Photo Isabelle Meister, avril 2008, La Comédie.
Par Bertrand Tappolet.
Aux États-Unis, dans une ville du sud dominée par un politicien affairiste au pouvoir absolu, un jeune homme originaire de l’endroit, Chance, revient à la recherche de son premier amour, accompagné d’une star de cinéma vieillissante, Princesse, qui tente de fuir les critiques violentes qu’elle craint de recevoir après la sortie de son dernier film.
Le metteur en scène russo-italien et futur directeur du Théâtre populaire romand, Andrea Novicov, resserre la tragédie et le drame intime et social imaginé par Tennessee Williams autour d’un huis clos en chambre. Une pièce divisée en trois mouvements : la chambre, la ville et l’incendie. Le théâtre du dramaturge américain, ce sont avant tout ces hommes et ces femmes qui se désirent et se haïssent, parfois sans le savoir, toujours sans le vouloir.
Entretien avec Andrea Novicov
Duel
Entre la star décatie (Yvette Théraulaz) et son gigolo maître-chanteur (Frank Semelet), c’est l’affrontement, mais aussi une connivence certaine qui relient deux monstres à leurs rêves de gloire cinématographique s’effilochant ici, n’advenant jamais là. L’ex-légende hollywoodienne a ainsi pris la fuite, éperdue, lors de la première de son dernier film. Mais elle ne se résigne pas pour autant à une retraite oisive sur fond de palaces sans faire retour, par bouffées, à l’oxygène du grand écran et de sa surface. à€ la recherche d’un amour naufragé dans le passé, l’autre tente de retrouver sa jeunesse et de renouer les fils d’une reconnaissance publique qu’il n’a jamais connu. Il est question de pouvoir, de manipulation et, à ce jeu-là, Princesse Kosmonopolis, de son vrai nom Alexandra del Lago, se croit la plus forte : « Quand un monstre rencontre un autre monstre, l’un d’eux doit capituler et ça ne sera jamais moi », lâche-t-elle.
Images
Une image est ainsi souvent le point de départ d’une pièce comme dans « Doux oiseau de jeunesse » qui a le cinéma pour toile de fond.
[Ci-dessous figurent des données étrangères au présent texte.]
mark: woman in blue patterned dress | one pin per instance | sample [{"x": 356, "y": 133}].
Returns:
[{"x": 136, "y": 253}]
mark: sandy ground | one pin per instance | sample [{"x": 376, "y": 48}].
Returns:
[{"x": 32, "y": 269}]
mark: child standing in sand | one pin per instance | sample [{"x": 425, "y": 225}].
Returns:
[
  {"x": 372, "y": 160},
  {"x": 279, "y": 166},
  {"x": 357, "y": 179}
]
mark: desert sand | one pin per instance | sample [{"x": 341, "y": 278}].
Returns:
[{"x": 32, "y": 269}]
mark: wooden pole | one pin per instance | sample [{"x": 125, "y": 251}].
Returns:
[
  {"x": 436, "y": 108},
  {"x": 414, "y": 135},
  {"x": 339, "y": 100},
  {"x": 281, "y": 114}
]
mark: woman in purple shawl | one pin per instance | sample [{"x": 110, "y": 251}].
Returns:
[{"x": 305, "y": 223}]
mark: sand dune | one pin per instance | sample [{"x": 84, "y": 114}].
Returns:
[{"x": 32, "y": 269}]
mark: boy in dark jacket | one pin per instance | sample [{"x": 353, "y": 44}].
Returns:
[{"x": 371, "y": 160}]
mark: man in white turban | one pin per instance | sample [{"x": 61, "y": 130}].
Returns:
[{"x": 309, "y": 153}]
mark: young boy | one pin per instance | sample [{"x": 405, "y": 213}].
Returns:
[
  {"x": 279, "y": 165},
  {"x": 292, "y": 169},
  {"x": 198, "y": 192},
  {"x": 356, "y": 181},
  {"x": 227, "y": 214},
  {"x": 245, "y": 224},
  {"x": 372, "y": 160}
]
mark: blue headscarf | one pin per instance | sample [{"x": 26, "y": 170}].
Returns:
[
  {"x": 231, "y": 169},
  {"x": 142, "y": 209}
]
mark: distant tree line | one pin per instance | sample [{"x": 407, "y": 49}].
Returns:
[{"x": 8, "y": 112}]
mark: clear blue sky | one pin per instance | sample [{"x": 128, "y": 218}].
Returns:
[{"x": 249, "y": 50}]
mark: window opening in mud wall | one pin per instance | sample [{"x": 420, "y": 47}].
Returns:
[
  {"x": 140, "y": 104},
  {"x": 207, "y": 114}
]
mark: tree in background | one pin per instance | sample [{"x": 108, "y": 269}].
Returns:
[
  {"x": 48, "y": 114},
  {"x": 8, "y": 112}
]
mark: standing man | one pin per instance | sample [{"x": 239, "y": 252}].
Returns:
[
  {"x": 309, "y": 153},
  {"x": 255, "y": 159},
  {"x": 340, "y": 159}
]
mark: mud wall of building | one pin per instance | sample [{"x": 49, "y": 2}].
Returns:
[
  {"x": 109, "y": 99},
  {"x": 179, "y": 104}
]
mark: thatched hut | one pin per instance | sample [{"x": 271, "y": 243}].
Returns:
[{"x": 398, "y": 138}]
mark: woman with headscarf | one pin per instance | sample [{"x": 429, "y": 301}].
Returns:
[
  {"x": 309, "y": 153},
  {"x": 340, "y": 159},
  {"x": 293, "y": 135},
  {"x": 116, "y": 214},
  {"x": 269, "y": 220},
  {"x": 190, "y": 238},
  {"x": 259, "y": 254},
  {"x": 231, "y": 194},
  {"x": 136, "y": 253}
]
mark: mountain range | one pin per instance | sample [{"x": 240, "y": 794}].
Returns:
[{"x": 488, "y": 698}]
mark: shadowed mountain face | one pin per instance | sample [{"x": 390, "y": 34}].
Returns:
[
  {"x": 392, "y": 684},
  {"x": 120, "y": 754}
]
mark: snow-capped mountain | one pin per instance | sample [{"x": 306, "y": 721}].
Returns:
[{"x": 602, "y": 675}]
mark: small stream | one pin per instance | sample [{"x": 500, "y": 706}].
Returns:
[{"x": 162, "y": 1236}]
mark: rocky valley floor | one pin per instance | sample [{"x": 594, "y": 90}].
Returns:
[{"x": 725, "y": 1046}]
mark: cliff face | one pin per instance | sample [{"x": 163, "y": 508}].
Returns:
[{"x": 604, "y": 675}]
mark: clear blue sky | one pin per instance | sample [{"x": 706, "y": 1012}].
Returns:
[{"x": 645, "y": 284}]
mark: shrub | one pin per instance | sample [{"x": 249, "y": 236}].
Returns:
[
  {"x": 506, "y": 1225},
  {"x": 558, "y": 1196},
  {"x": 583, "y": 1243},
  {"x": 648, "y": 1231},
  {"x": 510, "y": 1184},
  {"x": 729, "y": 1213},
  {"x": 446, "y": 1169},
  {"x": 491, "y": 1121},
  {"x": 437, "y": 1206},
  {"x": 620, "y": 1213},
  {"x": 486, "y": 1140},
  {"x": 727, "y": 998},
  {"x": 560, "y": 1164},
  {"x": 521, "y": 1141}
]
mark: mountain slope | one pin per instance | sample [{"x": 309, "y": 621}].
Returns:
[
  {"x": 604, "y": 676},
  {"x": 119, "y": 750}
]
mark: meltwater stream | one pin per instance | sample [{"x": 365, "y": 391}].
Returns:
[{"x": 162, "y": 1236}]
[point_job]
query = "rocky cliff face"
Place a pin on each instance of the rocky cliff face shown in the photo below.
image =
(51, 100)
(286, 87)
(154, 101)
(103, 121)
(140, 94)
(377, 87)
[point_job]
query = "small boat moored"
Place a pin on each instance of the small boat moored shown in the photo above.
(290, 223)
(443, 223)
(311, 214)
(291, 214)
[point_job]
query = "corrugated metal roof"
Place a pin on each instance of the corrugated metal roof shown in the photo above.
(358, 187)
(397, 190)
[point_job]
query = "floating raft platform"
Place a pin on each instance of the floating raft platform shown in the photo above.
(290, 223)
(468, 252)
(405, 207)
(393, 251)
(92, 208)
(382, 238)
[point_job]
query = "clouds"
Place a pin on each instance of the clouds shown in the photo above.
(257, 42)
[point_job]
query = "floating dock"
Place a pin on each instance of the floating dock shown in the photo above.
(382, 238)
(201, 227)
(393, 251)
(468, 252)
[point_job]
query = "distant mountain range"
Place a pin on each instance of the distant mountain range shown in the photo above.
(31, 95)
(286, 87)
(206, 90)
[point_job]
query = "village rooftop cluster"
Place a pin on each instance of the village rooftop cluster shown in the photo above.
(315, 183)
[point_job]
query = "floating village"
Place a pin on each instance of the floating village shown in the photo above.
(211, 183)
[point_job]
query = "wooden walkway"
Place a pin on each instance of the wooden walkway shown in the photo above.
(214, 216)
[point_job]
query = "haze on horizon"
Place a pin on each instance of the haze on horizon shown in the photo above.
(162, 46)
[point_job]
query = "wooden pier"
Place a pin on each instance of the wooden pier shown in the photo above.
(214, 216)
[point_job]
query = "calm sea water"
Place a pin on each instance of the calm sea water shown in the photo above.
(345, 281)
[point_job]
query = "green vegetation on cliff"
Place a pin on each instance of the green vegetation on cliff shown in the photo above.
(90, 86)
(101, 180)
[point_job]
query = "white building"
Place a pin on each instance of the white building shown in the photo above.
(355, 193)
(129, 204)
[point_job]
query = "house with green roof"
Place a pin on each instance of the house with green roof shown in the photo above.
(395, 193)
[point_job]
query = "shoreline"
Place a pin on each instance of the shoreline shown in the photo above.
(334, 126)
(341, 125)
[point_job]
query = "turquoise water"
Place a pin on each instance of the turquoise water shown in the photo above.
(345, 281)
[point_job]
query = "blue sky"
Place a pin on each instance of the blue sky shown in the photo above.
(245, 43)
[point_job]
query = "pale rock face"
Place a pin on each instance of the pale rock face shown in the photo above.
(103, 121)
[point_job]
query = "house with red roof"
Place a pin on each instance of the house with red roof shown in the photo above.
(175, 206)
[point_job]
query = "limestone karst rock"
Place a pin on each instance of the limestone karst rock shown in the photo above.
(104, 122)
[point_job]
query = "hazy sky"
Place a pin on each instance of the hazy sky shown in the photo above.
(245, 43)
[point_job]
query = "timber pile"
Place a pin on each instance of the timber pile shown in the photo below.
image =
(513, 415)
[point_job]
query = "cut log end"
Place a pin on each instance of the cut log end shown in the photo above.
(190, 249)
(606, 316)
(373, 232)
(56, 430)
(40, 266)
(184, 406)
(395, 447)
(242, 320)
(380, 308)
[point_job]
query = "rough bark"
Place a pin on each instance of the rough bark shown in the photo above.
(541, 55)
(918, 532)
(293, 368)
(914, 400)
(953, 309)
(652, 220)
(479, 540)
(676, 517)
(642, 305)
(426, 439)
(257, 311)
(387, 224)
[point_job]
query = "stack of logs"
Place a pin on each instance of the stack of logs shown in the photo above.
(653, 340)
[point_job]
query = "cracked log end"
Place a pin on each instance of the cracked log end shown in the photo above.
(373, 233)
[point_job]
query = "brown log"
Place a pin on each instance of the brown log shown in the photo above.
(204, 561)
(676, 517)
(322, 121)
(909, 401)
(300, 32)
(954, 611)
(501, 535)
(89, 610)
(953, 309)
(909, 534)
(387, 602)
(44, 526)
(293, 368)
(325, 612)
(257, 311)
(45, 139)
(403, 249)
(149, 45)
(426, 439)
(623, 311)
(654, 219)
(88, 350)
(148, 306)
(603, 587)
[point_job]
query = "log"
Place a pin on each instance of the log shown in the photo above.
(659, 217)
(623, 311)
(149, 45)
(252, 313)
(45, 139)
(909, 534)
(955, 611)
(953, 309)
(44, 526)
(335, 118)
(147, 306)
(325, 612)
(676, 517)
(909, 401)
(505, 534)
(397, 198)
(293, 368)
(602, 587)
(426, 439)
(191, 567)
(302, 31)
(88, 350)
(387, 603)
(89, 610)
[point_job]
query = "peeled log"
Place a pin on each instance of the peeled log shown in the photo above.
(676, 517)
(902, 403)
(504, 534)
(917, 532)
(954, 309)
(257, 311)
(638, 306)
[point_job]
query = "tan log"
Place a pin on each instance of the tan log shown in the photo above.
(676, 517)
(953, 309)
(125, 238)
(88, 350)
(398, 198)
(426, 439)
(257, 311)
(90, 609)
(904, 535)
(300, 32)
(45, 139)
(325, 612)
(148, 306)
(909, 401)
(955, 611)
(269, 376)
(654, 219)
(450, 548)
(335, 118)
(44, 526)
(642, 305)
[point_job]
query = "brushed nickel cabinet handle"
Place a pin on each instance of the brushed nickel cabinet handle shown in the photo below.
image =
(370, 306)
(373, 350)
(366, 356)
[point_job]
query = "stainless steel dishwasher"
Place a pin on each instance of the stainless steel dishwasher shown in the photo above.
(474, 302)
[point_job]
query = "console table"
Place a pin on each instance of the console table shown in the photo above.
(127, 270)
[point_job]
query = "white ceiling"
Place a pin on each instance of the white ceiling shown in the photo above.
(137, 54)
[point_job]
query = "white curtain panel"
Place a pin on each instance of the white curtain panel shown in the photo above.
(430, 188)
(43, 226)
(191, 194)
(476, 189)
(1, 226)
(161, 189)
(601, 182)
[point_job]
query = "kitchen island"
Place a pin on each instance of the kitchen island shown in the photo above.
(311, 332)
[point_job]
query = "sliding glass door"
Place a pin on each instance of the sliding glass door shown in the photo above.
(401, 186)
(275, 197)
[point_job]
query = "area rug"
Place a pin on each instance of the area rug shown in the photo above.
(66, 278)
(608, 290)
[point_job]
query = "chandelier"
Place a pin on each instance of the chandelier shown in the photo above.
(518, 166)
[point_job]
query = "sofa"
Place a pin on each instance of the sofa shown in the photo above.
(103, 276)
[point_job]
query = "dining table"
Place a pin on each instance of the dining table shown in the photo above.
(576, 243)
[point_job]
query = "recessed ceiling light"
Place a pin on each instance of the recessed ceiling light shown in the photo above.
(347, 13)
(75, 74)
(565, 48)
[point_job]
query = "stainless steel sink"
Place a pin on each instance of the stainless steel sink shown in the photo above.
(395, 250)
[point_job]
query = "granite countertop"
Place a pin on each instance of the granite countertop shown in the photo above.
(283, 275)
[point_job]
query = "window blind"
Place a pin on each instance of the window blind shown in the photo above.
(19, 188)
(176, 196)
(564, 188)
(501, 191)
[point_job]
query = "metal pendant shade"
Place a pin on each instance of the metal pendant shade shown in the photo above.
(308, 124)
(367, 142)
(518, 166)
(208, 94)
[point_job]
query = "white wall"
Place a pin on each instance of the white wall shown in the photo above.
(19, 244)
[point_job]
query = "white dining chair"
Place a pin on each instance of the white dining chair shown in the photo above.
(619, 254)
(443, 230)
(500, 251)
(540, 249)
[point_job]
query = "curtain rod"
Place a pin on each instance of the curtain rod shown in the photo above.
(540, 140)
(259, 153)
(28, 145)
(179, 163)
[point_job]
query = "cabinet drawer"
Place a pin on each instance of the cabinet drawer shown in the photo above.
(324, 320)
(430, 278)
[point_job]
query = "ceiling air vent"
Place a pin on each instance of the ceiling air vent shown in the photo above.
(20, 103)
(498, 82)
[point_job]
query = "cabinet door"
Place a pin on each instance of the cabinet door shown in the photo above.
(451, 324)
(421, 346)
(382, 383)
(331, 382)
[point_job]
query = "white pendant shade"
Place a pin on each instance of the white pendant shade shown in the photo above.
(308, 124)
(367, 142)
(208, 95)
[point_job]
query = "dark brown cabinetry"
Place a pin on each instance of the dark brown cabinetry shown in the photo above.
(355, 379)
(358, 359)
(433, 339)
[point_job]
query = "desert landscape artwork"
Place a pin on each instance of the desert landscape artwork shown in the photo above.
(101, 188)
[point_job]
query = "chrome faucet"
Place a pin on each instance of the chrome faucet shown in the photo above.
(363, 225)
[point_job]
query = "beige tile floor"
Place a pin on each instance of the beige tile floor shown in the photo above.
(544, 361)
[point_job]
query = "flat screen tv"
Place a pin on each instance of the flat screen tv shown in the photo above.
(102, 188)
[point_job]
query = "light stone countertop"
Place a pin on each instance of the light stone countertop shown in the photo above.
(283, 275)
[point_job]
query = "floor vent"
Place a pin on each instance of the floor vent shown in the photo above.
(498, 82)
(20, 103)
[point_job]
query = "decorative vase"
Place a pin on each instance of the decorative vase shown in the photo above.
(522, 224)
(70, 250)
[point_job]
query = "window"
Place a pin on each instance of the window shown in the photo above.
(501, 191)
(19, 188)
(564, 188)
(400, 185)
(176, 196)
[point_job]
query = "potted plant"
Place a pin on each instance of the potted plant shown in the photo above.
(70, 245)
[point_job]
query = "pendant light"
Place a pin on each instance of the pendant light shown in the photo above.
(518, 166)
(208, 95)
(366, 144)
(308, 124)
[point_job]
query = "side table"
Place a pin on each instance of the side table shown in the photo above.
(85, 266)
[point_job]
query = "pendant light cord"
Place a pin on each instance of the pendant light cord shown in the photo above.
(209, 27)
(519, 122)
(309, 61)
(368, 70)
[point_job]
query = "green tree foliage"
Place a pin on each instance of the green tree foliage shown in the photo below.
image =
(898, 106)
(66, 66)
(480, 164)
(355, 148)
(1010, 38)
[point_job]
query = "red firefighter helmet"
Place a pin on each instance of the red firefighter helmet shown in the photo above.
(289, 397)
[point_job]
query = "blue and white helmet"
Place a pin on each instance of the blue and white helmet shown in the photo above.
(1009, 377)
Le jeu dramatique consiste ici en des correspondances entre la narration et l’image scénique ; comme si Williams repris par Novicov procédait à la mise en drame d’un récit proprement romanesque, d’une projection de son imagination. Le metteur en scène y adjoint une véritable mise en abyme de la pièce en train de se faire cheminant par des styles de jeu différents (drame, tragédie, sitcom, influences cinéma de Kazan à Lynch) dénué de tout naturalisme façon Actor’s Studio.
Voulue fidèle au style cynique et pessimiste du dramaturge américain, la mise en scène s’essaye à restituer plusieurs registres de présence scénique alternant ou tuilant subtilement des séquences déjà filmées impressionnées sur un cyclo gris perle et optant souvent pour le très gros plan. A travers tous les personnages de cette longue chute des corps et des rêves, dans un mélange de réalisme et de rêve, dans le désastre ou la fantaisie, Williams mène une profonde exploration de la solitude, qui fut la constante de sa vie.
Bertrand Tappolet
Doux oiseau de jeunesse, de Tennessee Williams, mise en scène de Andrea Novicov. La Comédie, Genève. Du 8 au 27 avril 2008.